トランプ政権がハーバード大学を提訴、ユダヤ人学生への差別助長を主張
米国のトランプ政権は3月20日、名門ハーバード大学が公民権法に違反し、ユダヤ人やイスラエル出身の学生に対する差別を助長したとして、連邦地裁に正式に提訴しました。この訴訟は、高等教育機関における反ユダヤ主義の問題に焦点を当て、全米に波及する可能性を秘めています。
提訴の背景と具体的な主張
訴状によると、ハーバード大学は2023年にパレスチナ自治区ガザで戦闘が激化して以降、イスラエルに抗議する学生デモを黙認し、適切な処置を講じなかったとされています。トランプ政権は、これがユダヤ人コミュニティに対する差別的な環境を醸成したと主張しています。
ボンディ司法長官は声明で、「ハーバード大学をはじめ、多くの教育機関が反ユダヤ主義の横行を許してきた」と述べ、今回の訴訟が他大学への警告となる可能性を示唆しました。
経済的制裁と政治的圧力
トランプ政権は、ハーバード大学が連邦政府からの助成金を受ける資格がないと判断し、約26億ドル(約4100億円)の返還を求めています。これは、同大学への経済的圧力を強める重要な措置です。

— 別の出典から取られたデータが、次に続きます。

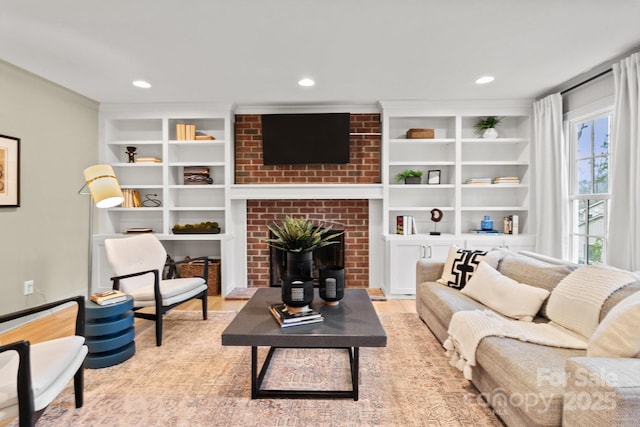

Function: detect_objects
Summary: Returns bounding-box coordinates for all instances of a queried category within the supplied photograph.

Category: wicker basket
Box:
[179,258,220,295]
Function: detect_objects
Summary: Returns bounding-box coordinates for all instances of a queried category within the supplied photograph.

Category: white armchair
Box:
[0,296,87,427]
[105,234,209,346]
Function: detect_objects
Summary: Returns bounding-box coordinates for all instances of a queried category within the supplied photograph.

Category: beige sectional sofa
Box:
[416,251,640,426]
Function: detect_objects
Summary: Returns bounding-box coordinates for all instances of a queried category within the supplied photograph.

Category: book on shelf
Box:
[136,157,162,163]
[503,215,520,236]
[493,176,520,184]
[396,215,418,236]
[269,304,324,328]
[90,289,127,305]
[176,123,196,141]
[466,178,491,184]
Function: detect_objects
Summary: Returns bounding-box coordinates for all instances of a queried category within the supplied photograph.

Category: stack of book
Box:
[269,304,324,328]
[184,166,213,185]
[503,215,520,236]
[493,176,520,184]
[122,188,142,208]
[136,157,162,163]
[466,178,491,184]
[176,123,196,141]
[396,215,418,235]
[91,289,127,305]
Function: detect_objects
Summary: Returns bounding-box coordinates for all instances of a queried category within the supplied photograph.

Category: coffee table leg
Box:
[351,347,360,401]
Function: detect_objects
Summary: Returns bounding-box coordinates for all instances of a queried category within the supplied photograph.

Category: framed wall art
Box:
[0,135,20,208]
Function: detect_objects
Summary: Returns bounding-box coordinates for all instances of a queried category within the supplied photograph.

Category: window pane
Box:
[578,159,591,194]
[587,237,604,264]
[573,236,587,264]
[593,157,609,194]
[586,200,607,237]
[577,122,593,159]
[593,116,609,156]
[576,200,587,234]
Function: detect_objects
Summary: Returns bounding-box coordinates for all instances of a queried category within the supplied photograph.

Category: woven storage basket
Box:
[179,258,220,295]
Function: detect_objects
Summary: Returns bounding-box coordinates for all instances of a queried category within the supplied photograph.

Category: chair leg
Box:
[73,364,84,408]
[202,291,209,320]
[156,312,162,347]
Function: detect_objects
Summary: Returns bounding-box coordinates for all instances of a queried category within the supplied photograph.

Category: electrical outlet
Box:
[24,280,33,295]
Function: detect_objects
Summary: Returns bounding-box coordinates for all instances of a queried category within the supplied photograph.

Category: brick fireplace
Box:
[235,114,381,288]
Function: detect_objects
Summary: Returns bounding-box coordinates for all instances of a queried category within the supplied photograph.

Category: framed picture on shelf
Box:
[0,135,20,207]
[427,170,440,184]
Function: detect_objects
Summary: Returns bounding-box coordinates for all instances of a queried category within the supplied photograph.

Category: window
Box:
[570,110,612,264]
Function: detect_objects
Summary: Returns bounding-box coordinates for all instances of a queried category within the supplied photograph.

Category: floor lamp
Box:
[78,165,124,297]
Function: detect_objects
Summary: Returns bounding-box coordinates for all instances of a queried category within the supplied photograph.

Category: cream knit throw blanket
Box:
[444,265,638,380]
[444,310,587,380]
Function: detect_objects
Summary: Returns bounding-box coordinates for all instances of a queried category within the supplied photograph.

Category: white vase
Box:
[482,128,498,138]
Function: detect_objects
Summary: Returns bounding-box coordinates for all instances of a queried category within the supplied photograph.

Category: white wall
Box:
[0,61,98,314]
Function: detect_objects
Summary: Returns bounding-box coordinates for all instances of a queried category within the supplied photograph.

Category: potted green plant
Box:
[475,116,502,138]
[266,216,344,273]
[396,169,423,184]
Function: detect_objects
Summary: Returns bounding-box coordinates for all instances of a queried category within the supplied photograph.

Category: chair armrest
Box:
[0,295,85,336]
[0,342,34,420]
[562,357,640,426]
[416,259,444,285]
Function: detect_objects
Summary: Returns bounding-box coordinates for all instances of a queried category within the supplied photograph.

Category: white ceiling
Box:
[0,0,640,105]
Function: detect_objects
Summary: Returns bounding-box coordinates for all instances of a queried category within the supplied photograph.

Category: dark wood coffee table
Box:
[222,288,387,400]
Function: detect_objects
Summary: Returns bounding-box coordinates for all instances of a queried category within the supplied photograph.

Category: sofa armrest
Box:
[416,259,444,285]
[562,357,640,426]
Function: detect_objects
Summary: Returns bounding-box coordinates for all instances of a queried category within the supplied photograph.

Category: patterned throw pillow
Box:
[437,245,501,289]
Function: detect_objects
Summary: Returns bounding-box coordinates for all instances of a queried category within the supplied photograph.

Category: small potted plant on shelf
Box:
[172,221,220,234]
[396,169,423,184]
[476,116,502,138]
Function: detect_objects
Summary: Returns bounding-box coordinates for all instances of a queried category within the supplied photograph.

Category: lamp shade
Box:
[84,165,124,208]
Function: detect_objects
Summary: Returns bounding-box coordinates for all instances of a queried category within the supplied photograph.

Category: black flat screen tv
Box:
[262,113,349,165]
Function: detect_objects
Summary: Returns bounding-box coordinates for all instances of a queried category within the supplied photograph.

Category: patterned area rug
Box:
[26,311,501,427]
[224,288,387,301]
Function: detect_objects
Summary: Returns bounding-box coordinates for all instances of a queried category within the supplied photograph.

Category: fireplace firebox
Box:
[269,230,344,287]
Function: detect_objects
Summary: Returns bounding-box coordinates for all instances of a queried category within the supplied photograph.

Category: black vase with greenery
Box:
[266,216,344,277]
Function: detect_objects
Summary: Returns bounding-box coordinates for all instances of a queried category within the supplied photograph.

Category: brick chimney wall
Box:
[235,114,381,288]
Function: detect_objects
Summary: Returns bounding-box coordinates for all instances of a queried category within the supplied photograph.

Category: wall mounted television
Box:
[262,113,349,165]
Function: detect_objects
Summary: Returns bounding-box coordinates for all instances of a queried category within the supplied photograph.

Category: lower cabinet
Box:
[384,234,535,297]
[385,235,464,296]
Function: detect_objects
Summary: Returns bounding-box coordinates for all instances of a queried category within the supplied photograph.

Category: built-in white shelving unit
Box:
[93,104,234,294]
[380,100,535,295]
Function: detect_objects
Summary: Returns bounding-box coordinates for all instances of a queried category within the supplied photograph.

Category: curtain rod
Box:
[560,68,613,95]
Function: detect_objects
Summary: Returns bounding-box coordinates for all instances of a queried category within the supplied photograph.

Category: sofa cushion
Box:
[438,245,502,289]
[498,252,574,319]
[416,282,486,334]
[587,292,640,357]
[547,265,636,338]
[460,261,549,322]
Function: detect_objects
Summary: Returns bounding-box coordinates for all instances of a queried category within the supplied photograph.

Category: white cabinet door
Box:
[387,240,427,295]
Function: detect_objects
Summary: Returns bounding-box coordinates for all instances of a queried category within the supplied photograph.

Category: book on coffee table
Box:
[269,304,324,328]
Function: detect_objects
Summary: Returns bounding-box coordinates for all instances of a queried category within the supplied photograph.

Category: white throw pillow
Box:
[436,245,504,289]
[460,261,549,322]
[547,265,637,338]
[587,291,640,357]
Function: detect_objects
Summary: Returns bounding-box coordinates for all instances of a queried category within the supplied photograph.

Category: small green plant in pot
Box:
[475,116,502,138]
[396,169,423,184]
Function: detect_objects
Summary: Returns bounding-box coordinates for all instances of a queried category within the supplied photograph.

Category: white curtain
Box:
[607,53,640,271]
[533,93,569,259]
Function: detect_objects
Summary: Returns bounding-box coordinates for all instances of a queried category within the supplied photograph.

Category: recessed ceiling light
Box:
[298,78,316,87]
[133,80,151,89]
[476,76,496,85]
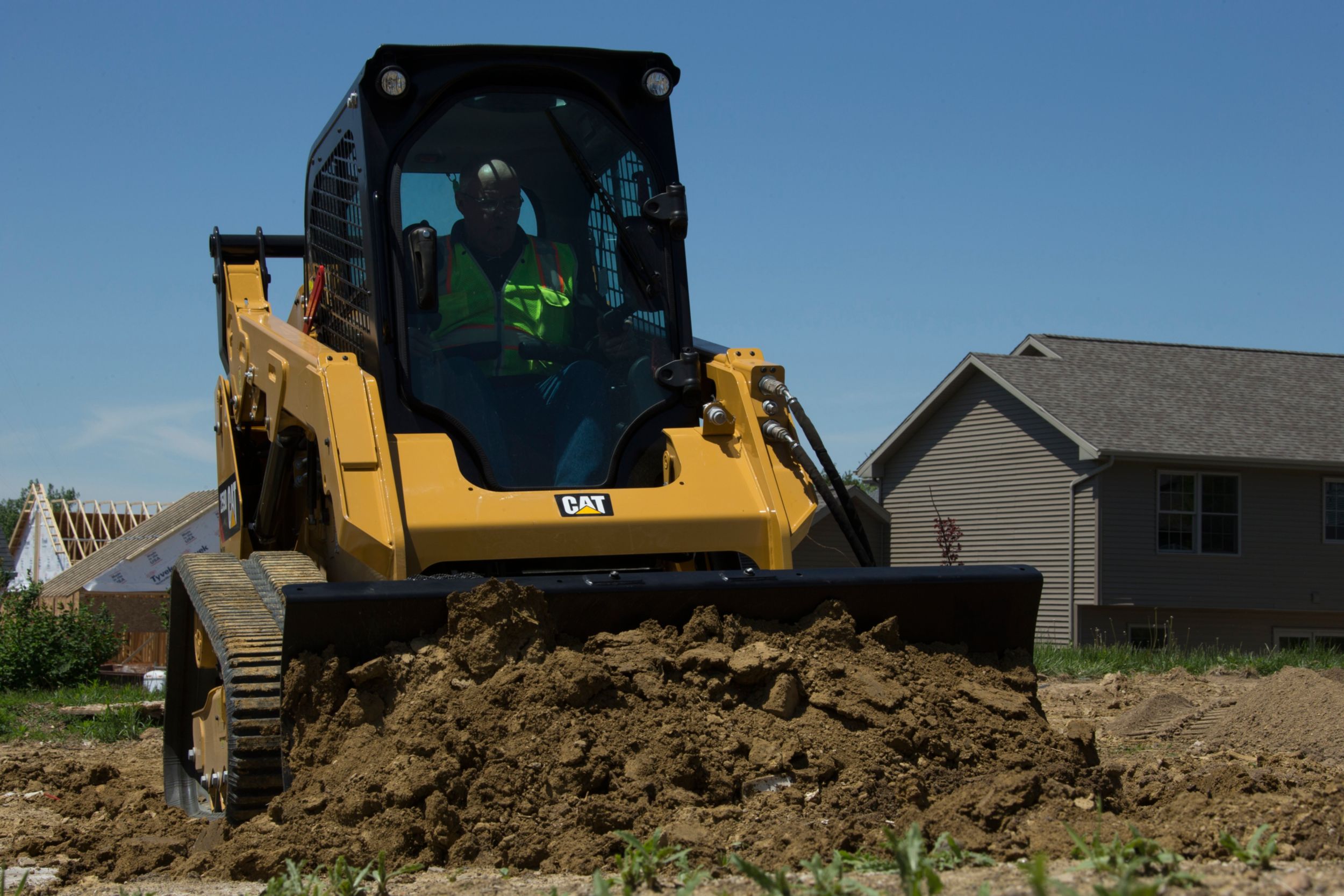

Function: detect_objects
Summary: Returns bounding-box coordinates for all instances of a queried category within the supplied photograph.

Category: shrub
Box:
[0,584,121,689]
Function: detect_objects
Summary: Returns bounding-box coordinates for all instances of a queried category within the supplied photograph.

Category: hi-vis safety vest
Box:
[430,236,578,376]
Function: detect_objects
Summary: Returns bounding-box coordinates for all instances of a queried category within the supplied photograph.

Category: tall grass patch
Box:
[1034,643,1344,678]
[0,683,161,743]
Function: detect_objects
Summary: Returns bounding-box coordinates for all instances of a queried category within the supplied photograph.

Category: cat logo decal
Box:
[555,494,613,516]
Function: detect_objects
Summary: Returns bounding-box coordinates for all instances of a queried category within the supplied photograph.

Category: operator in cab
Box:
[429,159,633,488]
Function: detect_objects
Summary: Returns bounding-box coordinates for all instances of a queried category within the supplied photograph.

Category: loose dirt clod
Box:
[187,582,1086,876]
[0,583,1344,892]
[1106,693,1198,737]
[1207,666,1344,763]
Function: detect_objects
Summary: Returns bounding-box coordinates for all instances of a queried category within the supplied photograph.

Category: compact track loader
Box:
[164,46,1042,821]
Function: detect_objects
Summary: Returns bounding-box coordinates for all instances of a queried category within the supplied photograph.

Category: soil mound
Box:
[1320,666,1344,685]
[1206,666,1344,764]
[1106,693,1198,737]
[184,582,1091,877]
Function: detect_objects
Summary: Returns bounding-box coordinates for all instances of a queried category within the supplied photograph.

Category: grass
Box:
[1032,643,1344,678]
[1218,825,1278,868]
[0,683,161,743]
[262,853,422,896]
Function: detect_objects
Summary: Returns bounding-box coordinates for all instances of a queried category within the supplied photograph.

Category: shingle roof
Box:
[42,489,219,598]
[859,334,1344,476]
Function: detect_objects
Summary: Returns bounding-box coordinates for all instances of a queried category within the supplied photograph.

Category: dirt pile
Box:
[0,729,204,880]
[179,582,1094,877]
[1106,693,1198,737]
[1207,666,1344,764]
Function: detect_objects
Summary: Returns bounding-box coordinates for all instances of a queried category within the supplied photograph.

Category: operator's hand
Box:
[598,320,640,361]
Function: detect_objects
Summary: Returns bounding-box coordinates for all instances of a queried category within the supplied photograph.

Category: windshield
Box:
[395,92,674,488]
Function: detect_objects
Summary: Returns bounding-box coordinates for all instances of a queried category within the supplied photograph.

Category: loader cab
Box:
[305,46,702,490]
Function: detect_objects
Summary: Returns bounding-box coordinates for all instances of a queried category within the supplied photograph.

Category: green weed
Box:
[727,853,793,896]
[882,823,942,896]
[929,832,995,871]
[77,705,149,744]
[1032,642,1344,678]
[0,683,155,742]
[0,865,31,896]
[1064,825,1198,896]
[0,584,121,691]
[803,850,878,896]
[262,852,422,896]
[616,828,691,896]
[1018,853,1078,896]
[1218,825,1278,868]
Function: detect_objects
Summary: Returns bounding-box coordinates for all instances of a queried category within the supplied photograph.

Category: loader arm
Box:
[210,232,406,579]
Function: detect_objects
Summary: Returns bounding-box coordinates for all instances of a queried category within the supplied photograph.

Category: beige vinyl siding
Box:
[879,372,1099,642]
[1102,462,1344,611]
[793,511,889,570]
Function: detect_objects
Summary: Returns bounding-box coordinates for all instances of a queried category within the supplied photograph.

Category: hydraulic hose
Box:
[761,420,876,567]
[757,375,876,565]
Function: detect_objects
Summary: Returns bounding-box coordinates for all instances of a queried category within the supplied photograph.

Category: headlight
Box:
[644,68,672,99]
[378,67,406,97]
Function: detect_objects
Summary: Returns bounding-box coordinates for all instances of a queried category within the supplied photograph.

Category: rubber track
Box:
[177,554,281,823]
[244,551,327,630]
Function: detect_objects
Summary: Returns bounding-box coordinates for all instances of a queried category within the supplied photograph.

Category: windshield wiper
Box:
[546,109,656,328]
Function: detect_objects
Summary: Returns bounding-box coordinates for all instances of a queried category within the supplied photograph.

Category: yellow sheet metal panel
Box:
[392,428,778,572]
[324,361,378,470]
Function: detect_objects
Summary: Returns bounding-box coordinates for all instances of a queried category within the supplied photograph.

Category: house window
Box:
[1274,629,1344,650]
[1157,473,1241,554]
[1325,479,1344,541]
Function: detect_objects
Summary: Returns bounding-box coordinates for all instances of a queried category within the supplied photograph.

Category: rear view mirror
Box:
[410,220,438,312]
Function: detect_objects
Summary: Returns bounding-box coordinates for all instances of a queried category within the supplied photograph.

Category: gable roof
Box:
[812,485,891,528]
[42,489,219,598]
[859,334,1344,476]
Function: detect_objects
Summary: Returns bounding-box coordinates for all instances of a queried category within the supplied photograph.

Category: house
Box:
[42,489,219,665]
[859,334,1344,649]
[793,485,891,570]
[7,482,163,589]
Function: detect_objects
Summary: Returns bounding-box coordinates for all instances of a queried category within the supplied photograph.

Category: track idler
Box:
[164,552,324,822]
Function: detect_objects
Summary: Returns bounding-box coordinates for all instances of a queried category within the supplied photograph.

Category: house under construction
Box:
[8,482,163,587]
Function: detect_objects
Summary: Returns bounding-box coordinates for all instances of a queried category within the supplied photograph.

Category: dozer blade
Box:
[282,565,1042,665]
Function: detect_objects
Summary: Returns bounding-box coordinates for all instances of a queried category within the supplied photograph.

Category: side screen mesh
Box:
[308,130,374,368]
[589,152,667,337]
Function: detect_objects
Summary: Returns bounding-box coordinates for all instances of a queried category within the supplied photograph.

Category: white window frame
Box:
[1274,626,1344,648]
[1153,470,1242,557]
[1321,476,1344,544]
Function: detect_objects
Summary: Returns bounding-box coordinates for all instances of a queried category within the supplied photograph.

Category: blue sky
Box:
[0,0,1344,501]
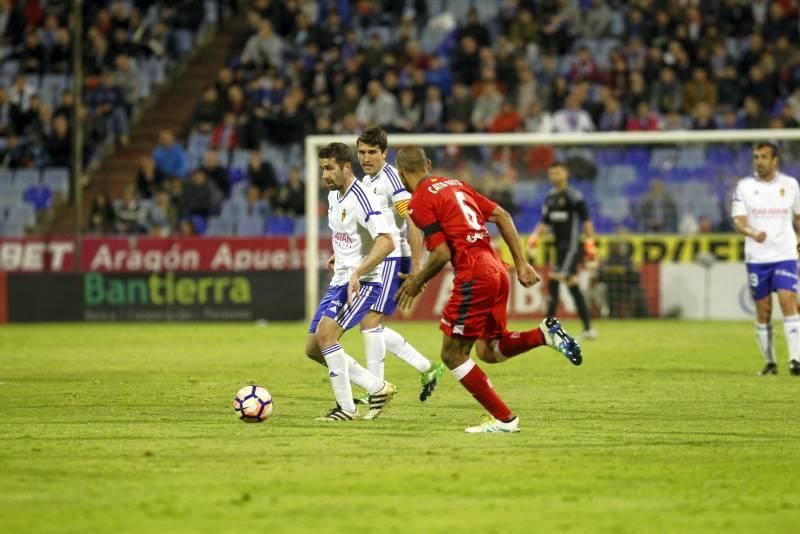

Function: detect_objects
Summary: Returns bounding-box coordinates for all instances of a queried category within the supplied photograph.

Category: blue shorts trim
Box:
[308,282,381,334]
[747,260,797,300]
[372,257,411,317]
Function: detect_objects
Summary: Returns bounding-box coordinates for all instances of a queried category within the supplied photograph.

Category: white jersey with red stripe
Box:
[361,163,411,258]
[328,180,396,286]
[731,172,800,263]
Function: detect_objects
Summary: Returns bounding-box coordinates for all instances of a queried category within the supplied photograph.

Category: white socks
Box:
[382,326,431,372]
[345,354,384,395]
[322,343,356,414]
[361,326,386,379]
[756,323,775,363]
[770,315,800,361]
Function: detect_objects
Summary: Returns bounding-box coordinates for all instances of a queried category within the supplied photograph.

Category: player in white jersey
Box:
[356,127,444,410]
[731,143,800,375]
[306,143,397,421]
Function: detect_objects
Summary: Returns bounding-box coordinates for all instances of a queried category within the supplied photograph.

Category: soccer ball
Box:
[233,385,272,423]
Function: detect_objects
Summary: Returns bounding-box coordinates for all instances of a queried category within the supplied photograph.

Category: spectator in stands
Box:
[739,95,768,129]
[524,101,554,133]
[136,155,164,199]
[458,7,490,48]
[111,53,141,112]
[650,67,683,113]
[17,31,47,75]
[568,46,602,83]
[553,93,595,133]
[683,67,717,110]
[0,134,33,169]
[244,185,269,219]
[356,80,397,131]
[87,191,116,235]
[153,129,189,178]
[625,102,661,132]
[637,178,678,233]
[86,71,130,145]
[394,87,422,133]
[8,74,36,112]
[192,85,222,135]
[180,173,221,221]
[147,189,178,237]
[444,83,475,133]
[692,102,717,130]
[597,96,628,132]
[274,167,306,217]
[470,82,503,132]
[242,19,285,69]
[115,187,147,234]
[0,86,20,136]
[211,112,239,150]
[421,85,445,132]
[47,28,72,74]
[45,115,72,167]
[200,149,231,197]
[580,0,614,39]
[487,100,524,133]
[247,150,278,204]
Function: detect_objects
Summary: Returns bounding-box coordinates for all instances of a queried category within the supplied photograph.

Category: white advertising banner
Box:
[660,263,756,320]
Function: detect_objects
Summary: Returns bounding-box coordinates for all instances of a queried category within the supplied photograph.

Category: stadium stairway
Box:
[41,16,246,235]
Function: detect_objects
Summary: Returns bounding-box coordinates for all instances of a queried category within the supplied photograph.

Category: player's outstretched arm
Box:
[394,243,450,309]
[489,206,539,287]
[347,234,394,304]
[733,215,767,243]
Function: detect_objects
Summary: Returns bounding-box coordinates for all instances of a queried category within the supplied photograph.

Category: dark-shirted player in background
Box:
[528,161,597,339]
[397,146,582,433]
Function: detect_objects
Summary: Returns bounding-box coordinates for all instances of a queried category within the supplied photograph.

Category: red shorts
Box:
[439,271,509,339]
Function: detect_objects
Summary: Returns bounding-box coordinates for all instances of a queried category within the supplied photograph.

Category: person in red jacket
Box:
[396,146,583,433]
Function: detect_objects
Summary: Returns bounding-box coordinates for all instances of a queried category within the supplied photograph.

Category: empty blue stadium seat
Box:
[42,167,69,194]
[236,216,264,236]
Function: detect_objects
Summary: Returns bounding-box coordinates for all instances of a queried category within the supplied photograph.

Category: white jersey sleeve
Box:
[361,163,411,258]
[731,173,800,263]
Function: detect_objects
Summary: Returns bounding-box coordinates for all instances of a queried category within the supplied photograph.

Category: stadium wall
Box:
[0,234,753,322]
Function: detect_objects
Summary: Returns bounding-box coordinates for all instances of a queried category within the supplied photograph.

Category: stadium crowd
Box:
[0,0,800,238]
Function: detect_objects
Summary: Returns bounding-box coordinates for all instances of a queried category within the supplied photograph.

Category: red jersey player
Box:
[397,146,583,433]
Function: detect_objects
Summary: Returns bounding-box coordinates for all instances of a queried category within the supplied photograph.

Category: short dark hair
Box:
[356,126,389,152]
[319,143,353,168]
[753,141,780,158]
[396,145,428,172]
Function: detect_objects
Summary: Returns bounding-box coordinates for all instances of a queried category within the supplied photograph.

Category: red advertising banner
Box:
[0,236,331,273]
[393,264,659,321]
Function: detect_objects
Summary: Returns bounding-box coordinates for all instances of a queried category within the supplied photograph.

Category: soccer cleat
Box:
[364,382,397,421]
[419,362,444,402]
[539,317,583,365]
[758,362,778,376]
[464,415,519,434]
[316,403,358,422]
[581,328,597,341]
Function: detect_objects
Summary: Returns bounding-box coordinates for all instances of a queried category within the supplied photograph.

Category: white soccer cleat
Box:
[315,403,358,423]
[464,415,519,434]
[581,328,597,341]
[363,382,397,421]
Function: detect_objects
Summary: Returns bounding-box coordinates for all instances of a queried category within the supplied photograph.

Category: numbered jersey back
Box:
[408,176,502,271]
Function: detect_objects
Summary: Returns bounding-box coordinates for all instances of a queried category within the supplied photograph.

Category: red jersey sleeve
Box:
[408,195,446,250]
[463,183,497,222]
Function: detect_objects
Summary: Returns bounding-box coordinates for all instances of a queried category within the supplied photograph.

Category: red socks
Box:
[498,328,544,358]
[453,360,514,421]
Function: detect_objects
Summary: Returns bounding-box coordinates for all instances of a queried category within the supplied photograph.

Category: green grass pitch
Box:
[0,321,800,534]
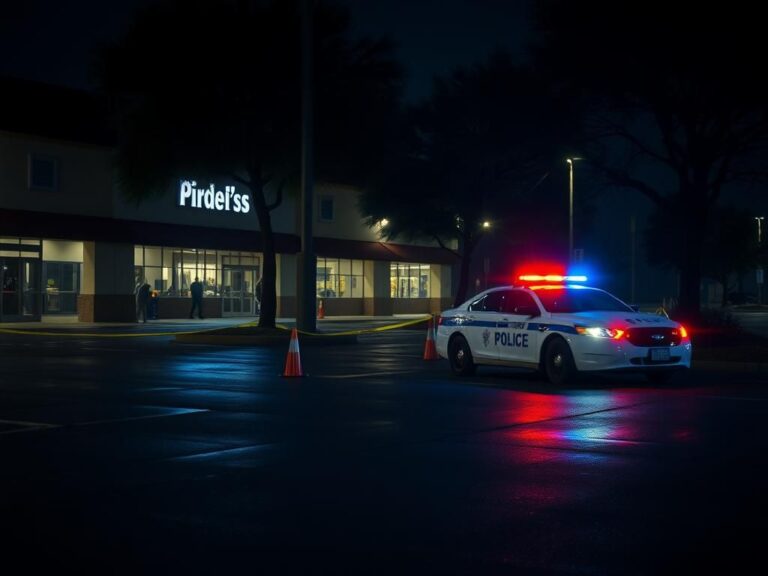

トランプ大統領自身も、ハーバード大学が反ユダヤ主義に支配されていると繰り返し主張してきました。今年2月には、同大学に10億ドル(約1600億円)の損害賠償を求める意向を表明しており、今回の提訴はその一環と見られています。
高等教育界への影響と今後の展開
この訴訟は、米国における学術的自由と差別防止のバランスを問う重要な事例となりそうです。ハーバード大学側はまだ正式なコメントを出していませんが、和解に向けた動きも報じられており、今後の対応が注目されます。
教育機関における反ユダヤ主義への対応は、国際社会でも関心が高まっており、この訴訟の結果が他国にも影響を与える可能性があります。米国司法省の動向と、ハーバード大学の反論に引き続き注目が集まっています。